Every Step I Take – Tom stellt sich vor
Hallo, ich bin Tom. Belinda liegt mir jetzt schon seit Wochen in den Ohren, dass ich mich endlich bei Dir vorstellen sollte. Wie oft habe ich ihr gesagt, dass ich für sowas keine Zeit habe. Aber sie hat mich immer wieder mit ihrem typisch ernsten Gesichtsausdruck daran erinnert, dass sie keine Ruhe geben wird, bis es erledigt ist. Dann hat sie es sogar als Termin in meinen Kalender eingetragen, also bleibt mir jetzt wohl nichts anderes übrig. Entschuldige bitte, ich möchte nicht unhöflich sein, aber Zeit ist nun mal Geld. Gleich wirst Du verstehen wovon ich spreche.
Zuerst schnell die Fakten. Mein Name ist Tom, aber das sagte ich ja schon. Ich bin 1,85m groß und habe braunes, kurz geschnittenes Haar. So manche Frau starrt neidisch auf meine Wimpern und behauptet, sie würden aussehen, wie weiche Fächer. Wunderschön und wahnsinnig elegant, wenn sie sich bewegen. Naja, kann sein, aber das ist mir nicht wichtig.
Ich bin schlank, zugegeben, man könnte es auch schlaksig nennen, aber unter dem Anzug sieht man das ohnehin nicht so genau. Außerdem, Du wirst es vielleicht schon erraten haben, auch für Sport fehlt mir die Zeit. Trotzdem achte ich penibel auf mein Äußeres, habe immer glatt rasierte Wangen und ein gepflegtes Auftreten. Ohne Krawatte, Rolex und Lederschuhe gehe ich nicht aus dem Haus. Natürlich darf auch mein Laptop nicht fehlen, schließlich arbeite ich wann immer ich kann. Mein Job ist mir wichtig. Er ermöglicht mir, das Leben meiner Träume zu führen.

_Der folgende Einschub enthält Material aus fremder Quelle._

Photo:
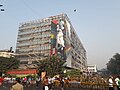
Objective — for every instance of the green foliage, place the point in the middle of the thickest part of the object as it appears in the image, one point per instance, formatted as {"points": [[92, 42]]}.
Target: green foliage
{"points": [[53, 66], [113, 65], [8, 64]]}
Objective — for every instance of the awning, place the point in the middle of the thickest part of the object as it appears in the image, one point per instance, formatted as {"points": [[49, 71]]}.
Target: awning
{"points": [[21, 72]]}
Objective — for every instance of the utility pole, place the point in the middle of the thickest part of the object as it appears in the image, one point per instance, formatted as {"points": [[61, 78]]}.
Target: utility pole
{"points": [[1, 8]]}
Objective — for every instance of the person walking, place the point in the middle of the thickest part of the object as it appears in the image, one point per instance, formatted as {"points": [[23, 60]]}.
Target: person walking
{"points": [[17, 86], [116, 82], [110, 81], [45, 83]]}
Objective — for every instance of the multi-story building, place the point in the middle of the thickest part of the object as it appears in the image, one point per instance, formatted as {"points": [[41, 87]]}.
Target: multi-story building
{"points": [[7, 53], [49, 36]]}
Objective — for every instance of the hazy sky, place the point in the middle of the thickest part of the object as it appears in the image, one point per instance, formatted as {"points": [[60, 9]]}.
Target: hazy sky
{"points": [[97, 23]]}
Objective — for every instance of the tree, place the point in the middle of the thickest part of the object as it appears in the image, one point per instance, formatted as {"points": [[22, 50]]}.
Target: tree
{"points": [[8, 64], [52, 65], [113, 66]]}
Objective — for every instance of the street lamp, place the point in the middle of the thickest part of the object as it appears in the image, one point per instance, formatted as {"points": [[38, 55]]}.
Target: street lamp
{"points": [[1, 9]]}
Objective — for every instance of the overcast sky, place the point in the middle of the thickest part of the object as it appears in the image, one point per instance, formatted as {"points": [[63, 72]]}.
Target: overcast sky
{"points": [[97, 23]]}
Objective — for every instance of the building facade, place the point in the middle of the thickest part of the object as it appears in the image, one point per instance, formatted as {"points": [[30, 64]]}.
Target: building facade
{"points": [[54, 35], [6, 53]]}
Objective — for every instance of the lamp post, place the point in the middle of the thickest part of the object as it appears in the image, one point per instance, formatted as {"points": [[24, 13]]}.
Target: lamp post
{"points": [[2, 8]]}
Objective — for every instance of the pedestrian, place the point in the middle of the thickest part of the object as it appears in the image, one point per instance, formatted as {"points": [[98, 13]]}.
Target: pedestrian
{"points": [[116, 82], [17, 86], [1, 81], [110, 81]]}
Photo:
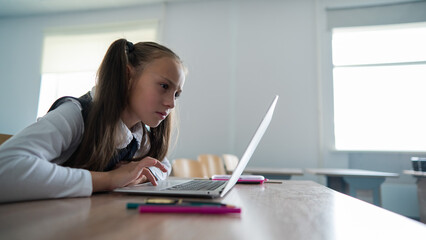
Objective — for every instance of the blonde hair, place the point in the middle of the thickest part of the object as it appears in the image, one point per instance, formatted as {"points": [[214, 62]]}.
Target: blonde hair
{"points": [[98, 145]]}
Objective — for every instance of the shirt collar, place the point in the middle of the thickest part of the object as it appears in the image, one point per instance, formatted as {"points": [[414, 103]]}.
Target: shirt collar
{"points": [[126, 135]]}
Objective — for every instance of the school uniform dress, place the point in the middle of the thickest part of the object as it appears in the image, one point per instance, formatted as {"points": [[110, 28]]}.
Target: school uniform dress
{"points": [[30, 161]]}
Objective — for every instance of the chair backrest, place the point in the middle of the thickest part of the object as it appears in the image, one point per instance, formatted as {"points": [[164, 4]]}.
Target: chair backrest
{"points": [[213, 164], [188, 168], [231, 162], [4, 137]]}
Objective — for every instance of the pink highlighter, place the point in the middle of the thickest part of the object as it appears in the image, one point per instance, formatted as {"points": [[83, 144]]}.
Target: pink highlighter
{"points": [[205, 209], [243, 178]]}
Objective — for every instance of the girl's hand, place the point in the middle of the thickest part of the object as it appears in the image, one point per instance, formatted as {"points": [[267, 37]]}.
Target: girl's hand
{"points": [[126, 174]]}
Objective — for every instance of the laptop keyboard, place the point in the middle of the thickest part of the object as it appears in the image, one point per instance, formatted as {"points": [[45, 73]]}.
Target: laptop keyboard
{"points": [[196, 185]]}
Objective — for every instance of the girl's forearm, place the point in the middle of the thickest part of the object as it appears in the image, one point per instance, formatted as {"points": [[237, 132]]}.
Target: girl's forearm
{"points": [[101, 181]]}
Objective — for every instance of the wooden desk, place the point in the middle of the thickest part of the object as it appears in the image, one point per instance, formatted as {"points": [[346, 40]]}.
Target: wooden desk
{"points": [[421, 191], [291, 210], [353, 181], [274, 173]]}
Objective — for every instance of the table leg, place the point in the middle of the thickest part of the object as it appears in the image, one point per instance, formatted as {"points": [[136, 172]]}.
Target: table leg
{"points": [[421, 195]]}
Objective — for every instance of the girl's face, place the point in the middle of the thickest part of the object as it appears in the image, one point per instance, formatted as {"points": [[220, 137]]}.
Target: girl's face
{"points": [[154, 93]]}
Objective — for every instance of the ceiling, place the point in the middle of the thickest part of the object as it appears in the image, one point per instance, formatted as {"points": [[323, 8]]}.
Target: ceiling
{"points": [[20, 8]]}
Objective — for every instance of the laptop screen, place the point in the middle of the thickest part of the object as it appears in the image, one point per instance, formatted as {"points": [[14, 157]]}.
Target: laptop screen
{"points": [[251, 147]]}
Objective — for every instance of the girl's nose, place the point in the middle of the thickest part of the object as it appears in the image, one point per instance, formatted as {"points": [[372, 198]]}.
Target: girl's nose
{"points": [[170, 101]]}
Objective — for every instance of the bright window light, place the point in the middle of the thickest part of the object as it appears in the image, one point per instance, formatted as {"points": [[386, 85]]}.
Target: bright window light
{"points": [[71, 57], [379, 81]]}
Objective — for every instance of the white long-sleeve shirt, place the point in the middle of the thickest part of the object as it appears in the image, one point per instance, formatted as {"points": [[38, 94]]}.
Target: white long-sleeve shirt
{"points": [[30, 161]]}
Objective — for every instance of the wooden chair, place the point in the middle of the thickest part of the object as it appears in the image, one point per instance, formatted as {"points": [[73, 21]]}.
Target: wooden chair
{"points": [[188, 168], [231, 162], [213, 164], [4, 137]]}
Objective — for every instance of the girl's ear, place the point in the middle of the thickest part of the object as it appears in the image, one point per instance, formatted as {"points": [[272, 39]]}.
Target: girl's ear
{"points": [[129, 71]]}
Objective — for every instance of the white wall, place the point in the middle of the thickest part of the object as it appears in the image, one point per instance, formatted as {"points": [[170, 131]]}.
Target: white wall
{"points": [[239, 53]]}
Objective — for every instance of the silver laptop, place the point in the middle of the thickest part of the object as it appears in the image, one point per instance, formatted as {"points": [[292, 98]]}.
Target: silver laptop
{"points": [[204, 188]]}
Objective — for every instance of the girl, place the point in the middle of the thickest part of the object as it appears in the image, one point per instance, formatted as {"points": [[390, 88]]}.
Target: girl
{"points": [[116, 135]]}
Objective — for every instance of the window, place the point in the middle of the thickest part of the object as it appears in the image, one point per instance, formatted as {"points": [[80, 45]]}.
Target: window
{"points": [[379, 81], [71, 57]]}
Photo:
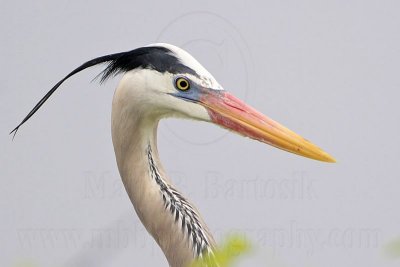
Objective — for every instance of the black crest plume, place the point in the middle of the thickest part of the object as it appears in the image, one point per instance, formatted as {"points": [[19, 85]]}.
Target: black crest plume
{"points": [[153, 57]]}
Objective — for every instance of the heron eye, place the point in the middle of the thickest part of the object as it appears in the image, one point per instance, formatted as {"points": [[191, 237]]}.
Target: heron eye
{"points": [[182, 84]]}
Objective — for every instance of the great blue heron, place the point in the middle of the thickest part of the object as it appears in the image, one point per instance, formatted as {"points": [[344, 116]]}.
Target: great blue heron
{"points": [[162, 80]]}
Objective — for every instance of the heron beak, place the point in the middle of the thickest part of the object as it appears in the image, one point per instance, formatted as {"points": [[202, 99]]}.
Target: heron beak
{"points": [[232, 113]]}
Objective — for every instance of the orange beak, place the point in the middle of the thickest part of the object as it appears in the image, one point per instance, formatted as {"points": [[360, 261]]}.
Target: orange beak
{"points": [[232, 113]]}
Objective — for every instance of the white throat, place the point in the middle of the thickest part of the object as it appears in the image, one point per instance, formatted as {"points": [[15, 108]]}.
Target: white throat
{"points": [[173, 221]]}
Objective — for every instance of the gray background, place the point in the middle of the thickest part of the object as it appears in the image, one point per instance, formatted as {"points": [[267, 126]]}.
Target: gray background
{"points": [[327, 69]]}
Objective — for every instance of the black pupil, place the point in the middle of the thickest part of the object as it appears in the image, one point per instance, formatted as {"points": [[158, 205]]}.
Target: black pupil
{"points": [[183, 84]]}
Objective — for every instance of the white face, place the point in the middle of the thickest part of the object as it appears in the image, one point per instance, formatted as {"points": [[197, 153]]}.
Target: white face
{"points": [[155, 92]]}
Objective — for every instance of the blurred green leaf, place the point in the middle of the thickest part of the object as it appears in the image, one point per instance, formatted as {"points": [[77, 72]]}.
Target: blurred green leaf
{"points": [[226, 255]]}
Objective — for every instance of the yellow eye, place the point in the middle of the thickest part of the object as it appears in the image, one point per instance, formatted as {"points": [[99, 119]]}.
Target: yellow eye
{"points": [[182, 84]]}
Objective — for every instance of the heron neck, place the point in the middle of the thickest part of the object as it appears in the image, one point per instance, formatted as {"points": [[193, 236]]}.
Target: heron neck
{"points": [[172, 220]]}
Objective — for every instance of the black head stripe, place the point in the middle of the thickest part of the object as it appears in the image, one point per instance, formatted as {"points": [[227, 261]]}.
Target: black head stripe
{"points": [[157, 58]]}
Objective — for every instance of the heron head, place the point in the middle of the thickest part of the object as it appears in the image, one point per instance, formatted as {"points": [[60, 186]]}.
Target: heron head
{"points": [[164, 81]]}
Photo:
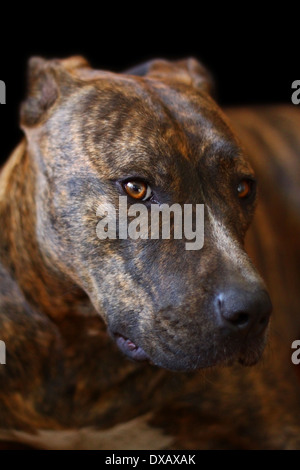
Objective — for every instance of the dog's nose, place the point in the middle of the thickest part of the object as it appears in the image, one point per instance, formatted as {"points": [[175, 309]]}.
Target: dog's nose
{"points": [[243, 311]]}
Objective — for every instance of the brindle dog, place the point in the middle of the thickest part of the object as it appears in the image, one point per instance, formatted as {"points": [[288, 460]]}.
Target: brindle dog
{"points": [[69, 301]]}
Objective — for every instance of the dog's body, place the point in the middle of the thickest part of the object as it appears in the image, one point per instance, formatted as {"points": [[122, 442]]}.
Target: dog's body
{"points": [[65, 383]]}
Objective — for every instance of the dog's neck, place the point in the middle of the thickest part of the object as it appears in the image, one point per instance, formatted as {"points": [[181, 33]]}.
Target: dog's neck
{"points": [[53, 293]]}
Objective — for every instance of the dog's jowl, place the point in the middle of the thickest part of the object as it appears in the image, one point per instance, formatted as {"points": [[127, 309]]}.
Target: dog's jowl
{"points": [[107, 337]]}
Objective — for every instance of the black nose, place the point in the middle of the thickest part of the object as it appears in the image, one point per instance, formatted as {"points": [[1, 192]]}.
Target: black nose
{"points": [[244, 312]]}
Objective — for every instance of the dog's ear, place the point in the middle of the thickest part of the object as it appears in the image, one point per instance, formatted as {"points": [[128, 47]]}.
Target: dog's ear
{"points": [[47, 81], [189, 71]]}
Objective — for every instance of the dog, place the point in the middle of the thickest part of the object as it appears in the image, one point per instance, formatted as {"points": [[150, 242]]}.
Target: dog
{"points": [[142, 344]]}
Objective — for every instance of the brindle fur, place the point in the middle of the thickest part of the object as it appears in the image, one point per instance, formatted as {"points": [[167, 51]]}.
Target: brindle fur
{"points": [[61, 288]]}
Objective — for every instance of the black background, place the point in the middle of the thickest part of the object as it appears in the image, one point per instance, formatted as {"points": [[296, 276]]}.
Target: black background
{"points": [[253, 59]]}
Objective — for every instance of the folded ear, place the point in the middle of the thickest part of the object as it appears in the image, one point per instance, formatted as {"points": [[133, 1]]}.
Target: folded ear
{"points": [[188, 71], [46, 81]]}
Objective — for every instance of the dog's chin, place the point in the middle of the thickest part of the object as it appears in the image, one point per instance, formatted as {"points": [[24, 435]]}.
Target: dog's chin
{"points": [[247, 355]]}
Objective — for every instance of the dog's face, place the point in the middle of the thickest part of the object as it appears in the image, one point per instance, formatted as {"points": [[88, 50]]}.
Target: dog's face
{"points": [[156, 138]]}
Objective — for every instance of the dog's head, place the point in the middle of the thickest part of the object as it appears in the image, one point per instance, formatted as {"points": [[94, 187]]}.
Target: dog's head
{"points": [[155, 135]]}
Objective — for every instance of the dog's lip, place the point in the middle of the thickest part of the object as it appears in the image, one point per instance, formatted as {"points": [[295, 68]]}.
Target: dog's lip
{"points": [[130, 349]]}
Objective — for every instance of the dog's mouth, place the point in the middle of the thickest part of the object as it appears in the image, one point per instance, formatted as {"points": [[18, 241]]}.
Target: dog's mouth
{"points": [[130, 349]]}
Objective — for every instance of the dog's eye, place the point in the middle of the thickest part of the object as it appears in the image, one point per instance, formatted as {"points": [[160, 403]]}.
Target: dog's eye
{"points": [[245, 188], [138, 190]]}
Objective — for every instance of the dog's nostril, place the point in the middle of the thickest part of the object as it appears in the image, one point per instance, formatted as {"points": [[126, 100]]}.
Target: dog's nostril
{"points": [[239, 319]]}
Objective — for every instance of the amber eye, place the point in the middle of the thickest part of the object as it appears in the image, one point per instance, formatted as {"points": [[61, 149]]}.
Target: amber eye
{"points": [[137, 190], [244, 189]]}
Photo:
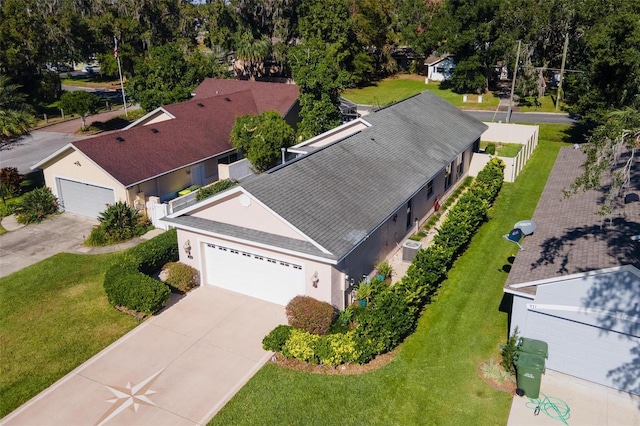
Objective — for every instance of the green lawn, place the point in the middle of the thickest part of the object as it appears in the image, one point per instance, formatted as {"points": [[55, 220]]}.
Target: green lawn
{"points": [[402, 86], [54, 315], [433, 379]]}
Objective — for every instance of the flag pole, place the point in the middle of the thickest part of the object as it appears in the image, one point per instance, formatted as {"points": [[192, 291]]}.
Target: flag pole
{"points": [[115, 53]]}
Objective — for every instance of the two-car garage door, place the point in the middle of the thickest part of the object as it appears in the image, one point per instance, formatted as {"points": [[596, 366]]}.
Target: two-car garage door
{"points": [[253, 274], [84, 199]]}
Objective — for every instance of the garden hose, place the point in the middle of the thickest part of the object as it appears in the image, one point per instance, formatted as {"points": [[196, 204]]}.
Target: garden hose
{"points": [[553, 407]]}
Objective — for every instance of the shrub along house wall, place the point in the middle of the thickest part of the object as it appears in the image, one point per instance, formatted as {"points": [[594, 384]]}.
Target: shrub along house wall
{"points": [[393, 311]]}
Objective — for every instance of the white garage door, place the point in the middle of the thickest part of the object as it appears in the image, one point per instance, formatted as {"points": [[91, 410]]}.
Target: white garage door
{"points": [[262, 277], [84, 199], [583, 350]]}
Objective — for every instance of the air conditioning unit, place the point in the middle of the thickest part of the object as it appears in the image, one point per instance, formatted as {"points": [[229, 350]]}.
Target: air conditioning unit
{"points": [[409, 250]]}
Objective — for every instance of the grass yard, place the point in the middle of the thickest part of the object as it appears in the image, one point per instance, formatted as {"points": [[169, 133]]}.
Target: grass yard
{"points": [[547, 104], [402, 86], [54, 316], [433, 379]]}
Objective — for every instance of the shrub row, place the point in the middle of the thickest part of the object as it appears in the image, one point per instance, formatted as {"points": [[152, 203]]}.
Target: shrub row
{"points": [[310, 314], [127, 284], [392, 312]]}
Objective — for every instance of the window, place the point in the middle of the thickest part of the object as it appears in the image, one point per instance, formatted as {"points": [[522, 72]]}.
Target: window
{"points": [[448, 178], [460, 169]]}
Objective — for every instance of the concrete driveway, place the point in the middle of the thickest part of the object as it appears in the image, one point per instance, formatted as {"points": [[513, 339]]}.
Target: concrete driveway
{"points": [[25, 245], [588, 404], [178, 368]]}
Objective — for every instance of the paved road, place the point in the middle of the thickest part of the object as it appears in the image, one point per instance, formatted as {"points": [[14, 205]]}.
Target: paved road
{"points": [[523, 117], [29, 150]]}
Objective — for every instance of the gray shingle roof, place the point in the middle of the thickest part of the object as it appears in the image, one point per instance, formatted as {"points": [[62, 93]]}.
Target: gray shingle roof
{"points": [[339, 194], [246, 234], [570, 238]]}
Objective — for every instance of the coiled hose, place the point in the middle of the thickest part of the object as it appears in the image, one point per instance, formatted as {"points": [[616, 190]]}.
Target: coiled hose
{"points": [[553, 407]]}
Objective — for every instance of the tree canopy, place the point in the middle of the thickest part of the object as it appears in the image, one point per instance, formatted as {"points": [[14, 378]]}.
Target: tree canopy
{"points": [[81, 103], [260, 138]]}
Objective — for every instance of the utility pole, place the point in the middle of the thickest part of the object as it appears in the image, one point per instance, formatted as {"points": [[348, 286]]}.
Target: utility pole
{"points": [[513, 84], [564, 59], [115, 53]]}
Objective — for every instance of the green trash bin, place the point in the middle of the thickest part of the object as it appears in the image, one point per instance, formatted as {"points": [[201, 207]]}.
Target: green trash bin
{"points": [[529, 371], [533, 346]]}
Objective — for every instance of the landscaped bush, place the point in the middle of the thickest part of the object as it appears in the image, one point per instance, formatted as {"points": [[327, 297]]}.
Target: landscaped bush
{"points": [[127, 283], [275, 340], [118, 222], [151, 255], [362, 332], [383, 325], [211, 190], [301, 345], [181, 277], [336, 349], [36, 206], [136, 291], [310, 314]]}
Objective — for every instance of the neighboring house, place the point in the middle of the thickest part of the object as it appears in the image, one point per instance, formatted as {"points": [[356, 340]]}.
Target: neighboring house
{"points": [[576, 284], [439, 68], [317, 224], [167, 150]]}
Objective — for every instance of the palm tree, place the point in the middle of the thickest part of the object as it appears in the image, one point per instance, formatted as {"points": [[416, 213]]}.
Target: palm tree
{"points": [[250, 55], [16, 116]]}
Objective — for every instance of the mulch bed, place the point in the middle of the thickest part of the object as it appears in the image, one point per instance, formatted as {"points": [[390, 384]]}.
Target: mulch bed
{"points": [[344, 369], [506, 386]]}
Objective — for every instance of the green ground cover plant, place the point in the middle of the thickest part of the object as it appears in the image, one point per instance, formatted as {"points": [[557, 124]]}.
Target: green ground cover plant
{"points": [[433, 379], [54, 316]]}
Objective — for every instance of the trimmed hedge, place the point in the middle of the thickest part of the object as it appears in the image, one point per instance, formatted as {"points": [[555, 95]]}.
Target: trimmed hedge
{"points": [[151, 255], [392, 312], [181, 277], [135, 291], [310, 314], [127, 283]]}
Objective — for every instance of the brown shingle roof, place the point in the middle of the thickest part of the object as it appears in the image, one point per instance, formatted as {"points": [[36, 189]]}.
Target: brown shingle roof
{"points": [[570, 237], [268, 96], [200, 130]]}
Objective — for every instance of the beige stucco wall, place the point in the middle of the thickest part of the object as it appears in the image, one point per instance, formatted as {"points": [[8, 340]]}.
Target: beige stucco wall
{"points": [[75, 166], [510, 133], [230, 210], [326, 273]]}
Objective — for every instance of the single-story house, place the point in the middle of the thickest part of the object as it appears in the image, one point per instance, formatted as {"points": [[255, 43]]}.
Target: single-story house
{"points": [[167, 150], [439, 68], [576, 284], [320, 222]]}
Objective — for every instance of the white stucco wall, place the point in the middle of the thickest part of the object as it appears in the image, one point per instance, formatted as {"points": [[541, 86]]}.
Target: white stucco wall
{"points": [[73, 165]]}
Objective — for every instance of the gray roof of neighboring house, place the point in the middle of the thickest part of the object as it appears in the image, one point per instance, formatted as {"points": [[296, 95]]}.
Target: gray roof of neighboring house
{"points": [[339, 194], [570, 238], [246, 234]]}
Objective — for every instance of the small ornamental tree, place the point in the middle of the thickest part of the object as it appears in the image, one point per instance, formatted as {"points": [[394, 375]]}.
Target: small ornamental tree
{"points": [[260, 138], [81, 103], [10, 180]]}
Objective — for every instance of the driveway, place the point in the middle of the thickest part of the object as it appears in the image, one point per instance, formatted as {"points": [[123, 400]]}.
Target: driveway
{"points": [[178, 368], [26, 245], [588, 404]]}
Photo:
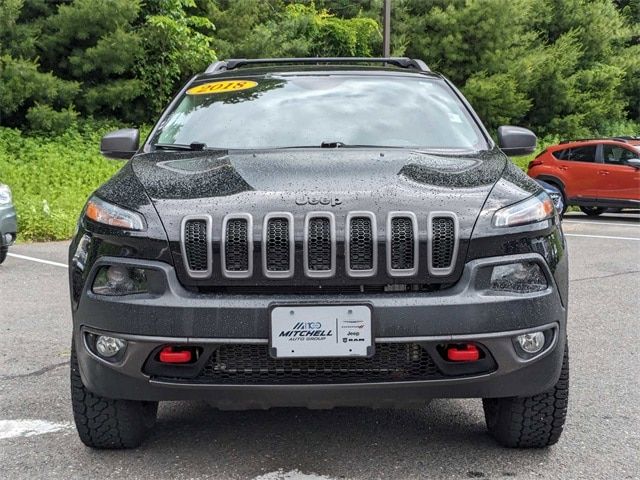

Wie das aussieht, willst Du wissen?
Fakt ist, ich liebe Luxus. Autos, Uhren, Kleidung, einfach alles was ich besitze muss von hoher Qualität sein. Von meinem Gehalt kann ich mir das problemlos leisten. Jeder, der mich ansieht, weiß, dass ich es geschafft habe. Was aber noch viel wichtiger ist: Niemand kann erkennen, woher ich komme.
Denn in meiner Kindheit war alles anders.
Um es kurz zu machen, meine Familie war arm. Wir hatten eine winzig kleine Wohnung, in einem mit Graffiti beschmierten Plattenbau am Stadtrand. Das Einkommen meiner Eltern reichte gerade so zum Überleben. Jahrelang waren die abgetragenen Kleider von meinem großen Bruder alles, was ich zum Anziehen hatte.
Kannst Du Dir vorstellen, was das für mich am Schulhof bedeutet hat?
Auf meinem rechten Handrücken kann man es immer noch sehen. Jedes Mal, wenn mir mein anstrengendes Leben über den Kopf zu wachsen droht, berühre ich genau diese Narben. Dann weiß ich wieder, was wirklich zählt.
Ich erinnere mich noch genau an den Tag, an dem mir klar wurde, wohin mein Leben mich führen soll. Damals war ich noch ein kleines Kind, vielleicht acht oder neun Jahre alt. Angewidert stocherte ich in meinem Mittagessen aus Kartoffeln herum, als sich plötzlich trübes Wasser seinen Weg durch die Fliesenfugen unseres Küchenbodens bahnte. Die Waschmaschine war defekt.
Wenig später sah ich meine Mutter mit gesenkten Kopf am Rand unserer braun gekachelten Badewanne hocken. Sie tauchte die schmutzige Bettwäsche so schwungvoll ins Seifenwasser, dass ihr das Wasser bis hoch in ihr Gesicht spritzte. Einzelne Strähnen hatten sich aus ihrem Pferdeschwanz gelöst und klebten feucht an ihren Schläfen. Aber die größten Tropfen, die an ihren Wangen herunter liefen, waren so klar wie ein Gebirgsbach.
In diesem Moment wusste ich, dass ein defektes Haushaltsgerät mich niemals aus der Bahn werfen würde.
Heute habe ich es geschafft. Es hat Jahre gedauert, mehr Einsatz gekostet und Energie verschlungen als ich zuvor für möglich gehalten hätte. Aber jetzt bin ich genau dort, wo ich sein will und eines weiß ich ganz genau: Nichts und niemand wird mir das jemals wieder nehmen können.